SAN FRANCISCO - Start-up Vivato last week released details of what it calls the first true Wi-Fi switch - details that add fuel to a simmering debate over just what constitutes a wireless LAN switch.
The company this week will begin shipping to beta testers its wall-mounted, indoor device, which features specialized antenna technology designed to direct, focus and quickly shift narrow radio beams among 802.11b clients.
By contrast, recently announced wireless switches from Aruba Networks (see story), Proxim (see story) and others are in essence Ethernet switches with software that centralizes and manages security and access policies, and applies higher-layer switching functions, such as quality of service, to wireless packets. Most of these vendors also plan to deploy streamlined access points that are little more than 2.4-GHz radios tethered to the switch.
Vivato, which started up in late 2000 and has collected more than $25 million in venture and other funding, blends an Ethernet switch with an 802.11b access point, and a phased array antenna. That combination is designed to let the switch perform a number of tasks unique among indoor wireless LANs.
The sensitive antenna locks on to wireless clients and then directs one of up to three narrow, focused 11M bit/sec radio beams to each client. The beams can jump, on a per-packet basis, from one client to another, according to Vivato.
If there are several clients in the beam path, the 802.11 protocols take over, and the clients automatically share the available bandwidth, says Phil Belanger, vice president of marketing.
The switch's design lets the radio beams reach 900 feet inside a typical office building, depending on construction materials and furnishings, Belanger says. By contrast, most 802.11b access points, using a less-sensitive omnidirectional antenna, have a maximum range of 300 feet.
Belanger says extra range means a single Vivato box can "light up" an entire office floor, eliminating the need to spread traditional access points, priced from $300 to $1,200, all over the space, and then spend still more money to cable them into a wiring closet. The Vivato switch costs roughly $9,000.
All these products are so new that the claims, or counterclaims, can't be sorted out yet. "This [Vivato] technology seems to be an outdoor technology, similar to that used by ArrayCom and others in cellular networks," says Keerti Melkote, vice president of product management for rival start-up Aruba. "But it's not proven indoors."

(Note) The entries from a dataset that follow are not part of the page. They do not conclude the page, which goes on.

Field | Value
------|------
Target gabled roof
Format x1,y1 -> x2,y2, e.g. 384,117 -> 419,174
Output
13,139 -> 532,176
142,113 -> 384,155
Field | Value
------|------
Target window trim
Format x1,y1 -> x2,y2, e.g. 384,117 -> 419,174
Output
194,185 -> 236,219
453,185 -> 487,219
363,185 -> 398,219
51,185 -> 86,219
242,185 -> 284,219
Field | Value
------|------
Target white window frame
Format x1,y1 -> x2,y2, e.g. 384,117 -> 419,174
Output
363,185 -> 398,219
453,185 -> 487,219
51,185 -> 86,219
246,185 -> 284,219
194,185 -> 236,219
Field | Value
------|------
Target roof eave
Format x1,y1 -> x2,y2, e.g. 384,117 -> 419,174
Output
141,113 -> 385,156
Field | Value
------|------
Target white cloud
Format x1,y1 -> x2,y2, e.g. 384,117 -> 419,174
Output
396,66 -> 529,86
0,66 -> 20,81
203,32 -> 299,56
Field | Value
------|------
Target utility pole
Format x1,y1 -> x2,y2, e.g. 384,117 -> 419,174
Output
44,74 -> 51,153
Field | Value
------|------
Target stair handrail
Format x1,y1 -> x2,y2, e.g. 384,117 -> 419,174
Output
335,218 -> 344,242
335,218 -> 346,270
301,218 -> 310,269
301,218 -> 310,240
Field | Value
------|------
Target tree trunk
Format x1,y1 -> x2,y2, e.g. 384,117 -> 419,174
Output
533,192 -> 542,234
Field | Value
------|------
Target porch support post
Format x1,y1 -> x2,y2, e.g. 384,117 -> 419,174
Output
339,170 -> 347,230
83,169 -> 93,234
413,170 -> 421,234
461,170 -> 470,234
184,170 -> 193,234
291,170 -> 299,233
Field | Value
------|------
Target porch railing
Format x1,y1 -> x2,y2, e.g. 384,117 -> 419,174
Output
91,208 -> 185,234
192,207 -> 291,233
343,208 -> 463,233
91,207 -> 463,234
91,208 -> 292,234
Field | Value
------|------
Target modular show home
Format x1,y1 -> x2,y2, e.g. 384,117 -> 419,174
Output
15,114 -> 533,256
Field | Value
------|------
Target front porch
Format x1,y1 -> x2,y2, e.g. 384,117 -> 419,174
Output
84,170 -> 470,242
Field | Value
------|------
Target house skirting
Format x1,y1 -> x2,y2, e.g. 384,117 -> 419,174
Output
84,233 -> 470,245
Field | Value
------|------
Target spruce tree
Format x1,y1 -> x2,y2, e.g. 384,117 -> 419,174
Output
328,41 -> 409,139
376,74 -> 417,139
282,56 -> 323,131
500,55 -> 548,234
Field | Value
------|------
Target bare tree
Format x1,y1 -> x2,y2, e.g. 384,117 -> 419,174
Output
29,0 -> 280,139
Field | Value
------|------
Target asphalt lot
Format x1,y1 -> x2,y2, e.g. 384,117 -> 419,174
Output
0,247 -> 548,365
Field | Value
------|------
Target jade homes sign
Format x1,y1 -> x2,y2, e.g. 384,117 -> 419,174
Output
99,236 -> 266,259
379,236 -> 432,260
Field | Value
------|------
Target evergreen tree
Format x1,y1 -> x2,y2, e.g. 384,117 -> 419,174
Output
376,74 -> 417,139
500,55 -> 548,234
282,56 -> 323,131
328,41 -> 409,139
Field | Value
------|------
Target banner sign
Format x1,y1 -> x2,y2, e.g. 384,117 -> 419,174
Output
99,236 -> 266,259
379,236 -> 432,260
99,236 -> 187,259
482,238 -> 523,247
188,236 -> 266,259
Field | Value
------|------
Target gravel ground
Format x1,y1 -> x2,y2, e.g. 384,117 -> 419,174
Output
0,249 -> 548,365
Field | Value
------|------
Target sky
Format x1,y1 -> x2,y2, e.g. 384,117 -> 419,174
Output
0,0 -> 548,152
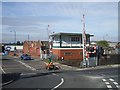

Melkote questions whether, even if the phased array antennas can transmit successfully over such distances, the client adapter cards, with their omnidirectional antennas, have enough power to reach the Vivato switch. Another issue with longer distances, he says, is how Vivato handles the time limit for acknowledgements between access point and client.
Aruba's approach relies on the standardization and dropping costs of wireless access points, he says. This trend will let enterprise users pack inexpensive access points in fairly dense concentrations, to ensure that all users have optimal throughput.